Previous work has shown that when the UBQLN2 gene is faulty, it leads to a neurodegenerative disease called amyotrophic lateral sclerosis with frontotemporal dementia (ALS/FTD, or motor neuron disease with dementia). However, until this study, it was not fully understood why mutation of this gene caused disease.
“We describe a new pathway for maintaining protein homeostasis mediated by the proteasome shuttle factor UBQLN2,” the authors wrote. “The 26S proteasome degrades polyubiquitylated substrates by recognizing them through stoichiometrically bound ubiquitin receptors, but substrates are also delivered by reversibly bound shuttles. We aimed to determine why these parallel delivery mechanisms exist and found that UBQLN2 acts with the HSP70-HSP110 disaggregase machinery to clear protein aggregates via the 26S proteasome.”
The findings from this study were published recently in Cell in an article entitled “UBQLN2 Mediates Autophagy-Independent Protein Aggregate Clearance by the Proteasome.”
The authors continued, stating that “UBQLN2 recognizes client-bound HSP70 and links it to the proteasome to allow for the degradation of aggregated and misfolded proteins. We further show that this process is active in the cell nucleus, where another system for aggregate clearance, autophagy, does not act. Finally, we found that mutations in UBQLN2, which lead to neurodegeneration in humans, are defective in chaperone binding, impair aggregate clearance, and cause cognitive deficits in mice.”

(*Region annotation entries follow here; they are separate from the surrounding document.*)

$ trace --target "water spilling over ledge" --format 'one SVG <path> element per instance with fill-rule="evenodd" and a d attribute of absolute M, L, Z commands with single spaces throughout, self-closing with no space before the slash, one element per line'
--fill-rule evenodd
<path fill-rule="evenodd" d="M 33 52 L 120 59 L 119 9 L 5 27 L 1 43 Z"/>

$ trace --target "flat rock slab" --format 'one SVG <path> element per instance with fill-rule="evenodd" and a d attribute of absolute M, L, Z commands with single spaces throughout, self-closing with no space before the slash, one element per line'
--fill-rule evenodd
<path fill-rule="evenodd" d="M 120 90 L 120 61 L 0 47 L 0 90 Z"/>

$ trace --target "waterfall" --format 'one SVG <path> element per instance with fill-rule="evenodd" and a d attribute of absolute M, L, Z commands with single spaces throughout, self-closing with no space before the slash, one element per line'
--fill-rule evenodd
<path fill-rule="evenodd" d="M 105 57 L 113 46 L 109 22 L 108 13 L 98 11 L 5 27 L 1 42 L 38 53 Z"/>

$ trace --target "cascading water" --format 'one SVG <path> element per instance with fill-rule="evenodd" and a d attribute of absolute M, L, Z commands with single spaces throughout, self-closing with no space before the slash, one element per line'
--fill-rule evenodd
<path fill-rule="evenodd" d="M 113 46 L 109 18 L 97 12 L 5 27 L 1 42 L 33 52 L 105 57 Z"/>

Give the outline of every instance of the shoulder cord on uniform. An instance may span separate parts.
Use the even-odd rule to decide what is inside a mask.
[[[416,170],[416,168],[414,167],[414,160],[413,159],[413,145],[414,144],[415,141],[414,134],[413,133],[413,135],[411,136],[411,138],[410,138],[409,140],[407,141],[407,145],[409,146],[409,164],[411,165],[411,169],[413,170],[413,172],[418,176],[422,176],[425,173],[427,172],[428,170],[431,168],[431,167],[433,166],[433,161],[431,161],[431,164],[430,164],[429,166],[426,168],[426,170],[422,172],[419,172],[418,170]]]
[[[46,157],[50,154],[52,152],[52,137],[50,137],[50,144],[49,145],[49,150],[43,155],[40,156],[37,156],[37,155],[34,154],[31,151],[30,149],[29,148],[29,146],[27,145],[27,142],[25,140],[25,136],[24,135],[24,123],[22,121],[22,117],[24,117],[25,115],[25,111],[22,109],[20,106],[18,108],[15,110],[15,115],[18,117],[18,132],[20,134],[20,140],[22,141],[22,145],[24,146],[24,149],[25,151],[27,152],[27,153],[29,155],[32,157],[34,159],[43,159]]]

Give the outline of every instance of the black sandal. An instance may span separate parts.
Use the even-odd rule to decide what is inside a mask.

This research sheds light on the specific mechanisms of UBQLN2 activity, but stil leaves open the question of why mutations in this gene are so detrimental to the body. The scientists are hopeful that their findings will pave the way for new research into novel treatment options for patients with neurodegenerative diseases.
“The significance of this discovery goes beyond the role of UBQLN2 in motor-neuron disease with dementia,” noted lead study author Roland Hjerpe, Ph.D., research associate at the Institute of Molecular Cell and Systems Biology. “Our study has revealed a new mechanism by which nerve cells cope with protein clumps in general, which has implications for most neurodegenerative diseases and can open up avenues for new therapeutic interventions to treat these conditions in the future.”